After the Exposition, the Midway Plaisance was returned to a park setting, under the renewed plans of Frederick Law Olmsted.

In 1926, the University of Chicago acquired land to the south of the Midway, which today sits between the original main campus to the north and the professional graduate schools the University of Chicago Law School, the Harris School of Public Policy, the Crown Family School of Social Work, Policy, and Practice, and the Graham School of Continuing Liberal and Professional Studies, as well as the University of Chicago Press.

Later designers and artists, including Lorado Taft, and Eero Saarinen added or sought to add their vision to the Midway, which hosts a statue of the father of modern taxonomy, Carl Linnaeus, and an equestrian statue by sculptor Albin Polasek of the Knight of Blanik, a legendary Czech savior who emerges from Blaník mountain in his nation's hour of need.

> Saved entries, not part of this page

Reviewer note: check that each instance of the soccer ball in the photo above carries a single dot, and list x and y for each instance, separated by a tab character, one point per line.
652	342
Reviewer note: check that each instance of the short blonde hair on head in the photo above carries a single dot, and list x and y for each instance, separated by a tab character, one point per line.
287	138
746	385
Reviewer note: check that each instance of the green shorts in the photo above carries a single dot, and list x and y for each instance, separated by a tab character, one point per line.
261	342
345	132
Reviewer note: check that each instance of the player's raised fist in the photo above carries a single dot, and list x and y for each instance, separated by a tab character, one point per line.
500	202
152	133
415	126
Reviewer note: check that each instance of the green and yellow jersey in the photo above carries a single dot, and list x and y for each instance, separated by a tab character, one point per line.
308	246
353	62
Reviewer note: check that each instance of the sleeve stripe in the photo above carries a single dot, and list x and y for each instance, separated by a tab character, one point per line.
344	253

It has remained essentially a green area, a public resource subject to much speculation, and various plans of redevelopment. The sunken panels, home now to soccer players and ice skating and sports facility, the cross-street "bridges", and the east–west lines of trees, pay homage to Olmsted's vision.

In 1999, a new master plan for the Midway Plaisance done by OLIN, a landscape architecture firm, was unveiled by the University of Chicago and the Chicago Park District.

The proximity of the Midway to the university gave the school's early football teams, the Maroons, a second nickname, "Monsters of the Midway", a name later applied to the Chicago Bears when the University of Chicago dropped its football program. The program has since been reinstated, and the Maroons play at Stagg Field on 55th street, half a mile north of the midway.